Alumnus honored for accomplishments in artificial intelligence field

Thursday, Jan 27, 2011

Getting a machine to automatically process knowledge and information — to essentially reason like a human brain — is, computationally, very difficult. But orchestrating this feat on a global Web scale can be a colossal undertaking that can take years of focused work.

Paea LePendu '96

Perhaps no one knows the trials and joys of creating “artificial intelligence” better than Paea LePendu, Ph.D ’96. A Whitman alumnus who has dedicated his career to designing and implementing systems to meet this challenge, his innovative work recently took him to Shanghai, China, where he accepted an award at the International Semantic Web Conference (ISWC) — the premier venue for publishing and presenting leading research in the Semantic Web.

A postdoctoral scholar at Stanford University School of Medicine, LePendu is part of a team of seven researchers at the university’s National Center for Biomedical Ontology (NCBO) that released the Resource Index Web search interface, enabling biomedical researchers to search simultaneously over many databases from around the planet.
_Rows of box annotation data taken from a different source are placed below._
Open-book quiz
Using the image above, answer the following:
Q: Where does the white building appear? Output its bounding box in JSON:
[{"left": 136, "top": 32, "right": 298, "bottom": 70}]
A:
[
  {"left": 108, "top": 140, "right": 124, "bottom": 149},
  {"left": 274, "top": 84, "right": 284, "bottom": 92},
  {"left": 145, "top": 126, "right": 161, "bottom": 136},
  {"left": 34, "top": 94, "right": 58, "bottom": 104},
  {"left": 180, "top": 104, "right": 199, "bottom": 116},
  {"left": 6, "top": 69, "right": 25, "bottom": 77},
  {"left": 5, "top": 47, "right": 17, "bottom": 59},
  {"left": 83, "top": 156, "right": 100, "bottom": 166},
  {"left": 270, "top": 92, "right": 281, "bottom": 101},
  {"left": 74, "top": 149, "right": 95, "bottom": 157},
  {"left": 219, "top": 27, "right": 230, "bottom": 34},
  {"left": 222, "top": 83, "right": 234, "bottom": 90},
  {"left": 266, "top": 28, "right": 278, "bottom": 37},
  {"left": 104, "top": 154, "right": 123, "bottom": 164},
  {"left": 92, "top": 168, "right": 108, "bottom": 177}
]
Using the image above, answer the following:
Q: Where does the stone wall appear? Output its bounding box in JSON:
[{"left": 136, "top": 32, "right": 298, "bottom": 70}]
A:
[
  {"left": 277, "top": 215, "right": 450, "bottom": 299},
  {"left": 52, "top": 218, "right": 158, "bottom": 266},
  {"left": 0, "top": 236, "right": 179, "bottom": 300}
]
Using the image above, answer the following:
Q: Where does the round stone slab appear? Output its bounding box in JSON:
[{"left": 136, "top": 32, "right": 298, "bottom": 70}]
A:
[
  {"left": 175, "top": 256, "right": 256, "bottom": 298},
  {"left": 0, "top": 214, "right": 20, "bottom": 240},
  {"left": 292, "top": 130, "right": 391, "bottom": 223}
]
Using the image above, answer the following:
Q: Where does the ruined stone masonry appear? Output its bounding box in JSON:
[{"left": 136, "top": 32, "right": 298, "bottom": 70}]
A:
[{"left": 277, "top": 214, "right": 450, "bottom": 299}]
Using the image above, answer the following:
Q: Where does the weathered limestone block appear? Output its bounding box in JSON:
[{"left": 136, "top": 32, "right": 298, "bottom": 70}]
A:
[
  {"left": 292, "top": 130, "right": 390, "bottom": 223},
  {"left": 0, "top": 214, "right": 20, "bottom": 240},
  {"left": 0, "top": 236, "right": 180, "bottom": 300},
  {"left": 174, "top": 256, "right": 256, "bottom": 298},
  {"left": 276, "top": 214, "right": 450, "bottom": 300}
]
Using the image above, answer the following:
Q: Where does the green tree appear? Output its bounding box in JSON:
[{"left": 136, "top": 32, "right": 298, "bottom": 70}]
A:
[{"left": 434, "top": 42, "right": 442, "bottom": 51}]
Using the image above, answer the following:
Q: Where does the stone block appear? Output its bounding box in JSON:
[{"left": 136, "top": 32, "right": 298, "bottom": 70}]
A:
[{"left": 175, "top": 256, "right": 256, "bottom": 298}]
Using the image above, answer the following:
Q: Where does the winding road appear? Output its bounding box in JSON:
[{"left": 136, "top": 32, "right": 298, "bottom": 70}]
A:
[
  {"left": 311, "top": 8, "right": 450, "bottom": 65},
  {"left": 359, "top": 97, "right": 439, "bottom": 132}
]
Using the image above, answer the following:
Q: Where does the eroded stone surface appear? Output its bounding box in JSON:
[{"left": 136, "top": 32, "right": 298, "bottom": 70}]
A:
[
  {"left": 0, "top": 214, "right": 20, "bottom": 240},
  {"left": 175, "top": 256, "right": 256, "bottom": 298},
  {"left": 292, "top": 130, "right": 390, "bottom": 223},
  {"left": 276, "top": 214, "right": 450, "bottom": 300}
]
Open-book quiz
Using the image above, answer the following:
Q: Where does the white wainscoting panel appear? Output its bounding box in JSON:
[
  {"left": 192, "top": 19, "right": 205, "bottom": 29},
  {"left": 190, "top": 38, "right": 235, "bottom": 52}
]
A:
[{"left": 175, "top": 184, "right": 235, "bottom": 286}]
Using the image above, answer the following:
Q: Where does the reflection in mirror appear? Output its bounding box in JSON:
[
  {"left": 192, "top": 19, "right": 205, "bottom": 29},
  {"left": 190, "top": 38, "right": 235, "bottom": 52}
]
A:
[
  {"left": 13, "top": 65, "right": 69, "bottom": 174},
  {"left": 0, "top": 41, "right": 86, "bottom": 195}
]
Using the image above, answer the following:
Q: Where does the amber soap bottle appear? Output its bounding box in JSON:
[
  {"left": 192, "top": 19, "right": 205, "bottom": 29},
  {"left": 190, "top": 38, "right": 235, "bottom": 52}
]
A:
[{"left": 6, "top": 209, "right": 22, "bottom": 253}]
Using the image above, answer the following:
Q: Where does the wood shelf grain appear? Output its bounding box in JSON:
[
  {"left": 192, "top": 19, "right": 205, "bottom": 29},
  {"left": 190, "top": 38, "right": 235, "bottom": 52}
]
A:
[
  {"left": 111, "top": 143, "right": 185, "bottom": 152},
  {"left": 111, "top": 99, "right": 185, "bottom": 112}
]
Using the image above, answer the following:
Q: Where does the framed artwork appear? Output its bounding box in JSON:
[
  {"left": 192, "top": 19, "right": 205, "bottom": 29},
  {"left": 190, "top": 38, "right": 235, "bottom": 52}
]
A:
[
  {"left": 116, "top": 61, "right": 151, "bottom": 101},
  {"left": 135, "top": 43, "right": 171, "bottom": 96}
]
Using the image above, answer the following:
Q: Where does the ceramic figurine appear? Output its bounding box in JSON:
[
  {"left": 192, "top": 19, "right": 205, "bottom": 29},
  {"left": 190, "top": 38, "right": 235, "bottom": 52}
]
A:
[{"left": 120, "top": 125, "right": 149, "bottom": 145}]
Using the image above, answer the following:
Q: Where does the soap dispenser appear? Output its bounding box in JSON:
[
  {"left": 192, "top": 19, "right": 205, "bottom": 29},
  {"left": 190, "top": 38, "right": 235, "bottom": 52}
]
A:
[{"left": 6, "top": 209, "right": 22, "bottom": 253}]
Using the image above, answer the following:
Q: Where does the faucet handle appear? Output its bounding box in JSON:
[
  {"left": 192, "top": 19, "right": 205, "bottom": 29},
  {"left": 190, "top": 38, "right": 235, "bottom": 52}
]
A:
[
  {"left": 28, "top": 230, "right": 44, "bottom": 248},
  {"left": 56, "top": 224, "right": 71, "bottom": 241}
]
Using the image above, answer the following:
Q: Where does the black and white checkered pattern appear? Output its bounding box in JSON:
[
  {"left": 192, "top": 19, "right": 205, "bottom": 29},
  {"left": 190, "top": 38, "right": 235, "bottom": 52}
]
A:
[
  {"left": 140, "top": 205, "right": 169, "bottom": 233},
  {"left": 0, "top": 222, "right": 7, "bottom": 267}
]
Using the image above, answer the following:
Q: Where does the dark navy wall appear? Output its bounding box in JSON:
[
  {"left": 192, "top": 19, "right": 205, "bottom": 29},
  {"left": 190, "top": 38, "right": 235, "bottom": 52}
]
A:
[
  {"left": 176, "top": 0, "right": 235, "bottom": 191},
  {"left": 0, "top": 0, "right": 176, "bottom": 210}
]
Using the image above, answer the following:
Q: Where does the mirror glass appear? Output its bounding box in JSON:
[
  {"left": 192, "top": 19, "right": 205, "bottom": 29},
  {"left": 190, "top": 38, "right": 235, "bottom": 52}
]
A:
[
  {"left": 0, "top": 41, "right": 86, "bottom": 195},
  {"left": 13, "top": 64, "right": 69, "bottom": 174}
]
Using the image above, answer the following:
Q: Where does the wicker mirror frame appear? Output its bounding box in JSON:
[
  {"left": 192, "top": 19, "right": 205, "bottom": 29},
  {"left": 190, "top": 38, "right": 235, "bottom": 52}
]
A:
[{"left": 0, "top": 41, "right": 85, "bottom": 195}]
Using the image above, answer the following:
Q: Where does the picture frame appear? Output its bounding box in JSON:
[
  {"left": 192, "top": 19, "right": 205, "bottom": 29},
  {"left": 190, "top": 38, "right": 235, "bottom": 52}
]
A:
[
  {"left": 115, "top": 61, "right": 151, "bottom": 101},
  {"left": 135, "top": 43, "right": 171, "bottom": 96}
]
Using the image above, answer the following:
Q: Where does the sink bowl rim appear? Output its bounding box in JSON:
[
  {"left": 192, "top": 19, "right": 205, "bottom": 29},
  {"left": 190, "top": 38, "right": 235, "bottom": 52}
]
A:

The team’s pioneering work in artificial intelligence for the biomedical community won the ISWC 2010 Open Track challenge, an award that honors applications that "can be used by ordinary people or scientists” and that “make use of the meaning of information on the Web.”

According to LePendu, what makes the team’s system different from things like Google, which also assimilates large amounts of data, is that they also incorporate expert knowledge — which is currently being encoded and gathered by the concerted efforts of biomedical experts around the world — into what they call “ontologies.” An ontology is a formally defined terminology for a particular domain of knowledge.  These terminologies are often very specific, defining, for example, such things as commonly identifiable brainwave patterns and their relationships to the scalp surface or underlying brain regions.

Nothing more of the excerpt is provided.